Weinland is planning to major in accounting with a minor in entrepreneurship at Ohio State University this fall. He said taking the business program and preparing for the competition taught him to be prepared for the unexpected.
"We worked as a team the entire time," he said. "We took turns talking to people in the booth and walking around. It helped us get used to answering questions and talking about our companies."
Grady said the companies from all of the schools did a great job. He said the JA sponsors the business program, the competition and most of the cost of the trip to Washington, D.C., except for transportation costs.
He believes this is the first time Hoover has had students attend this event. The class has setup an online fundraising campaign to help raise money for the trip at www.jaonline.org/nc2dc.
"The JA sponsors the competition and it’s 100 percent based on real world business functions and is 100 percent student lead," Grady said "They do fundraising to provide the students with lunch and to bring in business speakers."
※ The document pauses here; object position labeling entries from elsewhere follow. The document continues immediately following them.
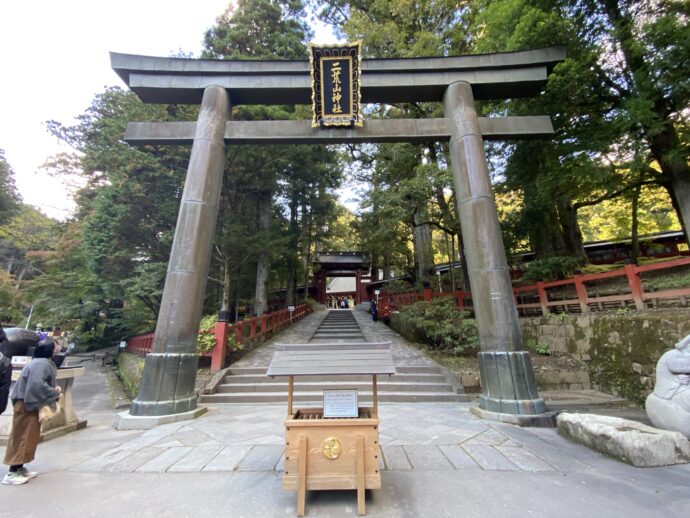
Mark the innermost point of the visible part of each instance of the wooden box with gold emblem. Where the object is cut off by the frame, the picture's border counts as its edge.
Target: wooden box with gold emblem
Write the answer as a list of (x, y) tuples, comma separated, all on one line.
[(331, 453)]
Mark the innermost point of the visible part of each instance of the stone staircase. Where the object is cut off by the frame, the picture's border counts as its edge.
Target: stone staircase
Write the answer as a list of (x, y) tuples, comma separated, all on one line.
[(412, 383)]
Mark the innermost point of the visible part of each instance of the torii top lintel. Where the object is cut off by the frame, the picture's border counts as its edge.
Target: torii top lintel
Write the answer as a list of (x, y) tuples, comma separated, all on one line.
[(492, 76)]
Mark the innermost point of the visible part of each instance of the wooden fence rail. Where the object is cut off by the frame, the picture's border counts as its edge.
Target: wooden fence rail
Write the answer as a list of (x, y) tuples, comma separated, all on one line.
[(249, 329), (566, 296)]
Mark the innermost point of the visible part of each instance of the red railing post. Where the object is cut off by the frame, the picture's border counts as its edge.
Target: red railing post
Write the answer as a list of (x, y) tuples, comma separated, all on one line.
[(239, 331), (543, 299), (635, 286), (581, 290), (218, 356), (252, 328)]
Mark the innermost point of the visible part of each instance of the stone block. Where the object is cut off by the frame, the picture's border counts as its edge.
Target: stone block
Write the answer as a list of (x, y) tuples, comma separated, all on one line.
[(629, 441)]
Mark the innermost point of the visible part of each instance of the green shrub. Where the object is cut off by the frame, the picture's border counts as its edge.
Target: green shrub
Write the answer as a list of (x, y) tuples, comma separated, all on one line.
[(443, 326), (550, 269), (206, 339), (531, 344)]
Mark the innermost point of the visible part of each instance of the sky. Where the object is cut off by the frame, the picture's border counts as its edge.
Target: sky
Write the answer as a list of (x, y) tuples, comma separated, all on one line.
[(54, 59)]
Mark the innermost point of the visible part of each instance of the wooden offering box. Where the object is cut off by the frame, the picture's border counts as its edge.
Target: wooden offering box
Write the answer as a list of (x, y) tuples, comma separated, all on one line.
[(331, 453)]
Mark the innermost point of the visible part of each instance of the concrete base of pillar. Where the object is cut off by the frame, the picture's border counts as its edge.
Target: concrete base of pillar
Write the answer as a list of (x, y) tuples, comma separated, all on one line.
[(508, 385), (126, 421), (545, 420), (167, 385)]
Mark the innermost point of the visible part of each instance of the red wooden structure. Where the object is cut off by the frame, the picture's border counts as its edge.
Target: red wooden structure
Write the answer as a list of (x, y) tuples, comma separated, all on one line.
[(566, 296), (249, 329)]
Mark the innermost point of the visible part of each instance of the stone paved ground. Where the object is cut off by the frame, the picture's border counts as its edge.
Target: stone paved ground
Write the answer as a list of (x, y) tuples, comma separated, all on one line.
[(437, 460)]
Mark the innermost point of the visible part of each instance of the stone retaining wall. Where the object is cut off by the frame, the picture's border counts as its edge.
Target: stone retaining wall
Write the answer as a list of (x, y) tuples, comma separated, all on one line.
[(620, 349), (613, 352)]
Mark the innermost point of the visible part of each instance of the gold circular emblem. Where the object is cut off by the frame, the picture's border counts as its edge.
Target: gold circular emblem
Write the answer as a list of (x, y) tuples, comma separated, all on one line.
[(331, 448)]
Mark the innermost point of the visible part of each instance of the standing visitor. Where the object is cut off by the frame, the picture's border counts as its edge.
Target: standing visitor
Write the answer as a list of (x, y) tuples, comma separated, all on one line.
[(35, 388), (5, 373)]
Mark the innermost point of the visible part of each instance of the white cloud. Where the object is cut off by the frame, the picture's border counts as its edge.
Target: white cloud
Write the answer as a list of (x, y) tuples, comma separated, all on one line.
[(55, 59)]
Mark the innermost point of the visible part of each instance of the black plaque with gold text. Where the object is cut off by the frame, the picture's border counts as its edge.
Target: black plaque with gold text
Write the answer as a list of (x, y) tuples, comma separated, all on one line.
[(335, 74)]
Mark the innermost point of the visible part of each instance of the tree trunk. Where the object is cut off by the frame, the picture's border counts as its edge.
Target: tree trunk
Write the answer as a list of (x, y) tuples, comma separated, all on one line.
[(661, 135), (572, 236), (386, 264), (291, 281), (308, 223), (634, 237), (227, 288), (421, 239), (450, 250), (262, 263)]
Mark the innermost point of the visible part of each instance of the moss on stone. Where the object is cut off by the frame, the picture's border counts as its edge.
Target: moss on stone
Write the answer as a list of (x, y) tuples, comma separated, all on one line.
[(130, 368), (619, 341)]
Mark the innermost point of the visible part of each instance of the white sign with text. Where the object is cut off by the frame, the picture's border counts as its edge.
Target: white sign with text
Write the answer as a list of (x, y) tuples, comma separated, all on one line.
[(340, 403)]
Junior Achievement has been supporting youth entrepreneurship education to help students learn key skills to transform their big ideas into real, working small businesses to provide a practice field to gain 21st century skills. JA is recognized by the Ohio Department of Education as a student leadership organization to support Career Technical programs. Without any additional fees, students are eligible to develop leadership roles and compete in one of three events at the JA NextGen Entrepreneurs’ Challenge.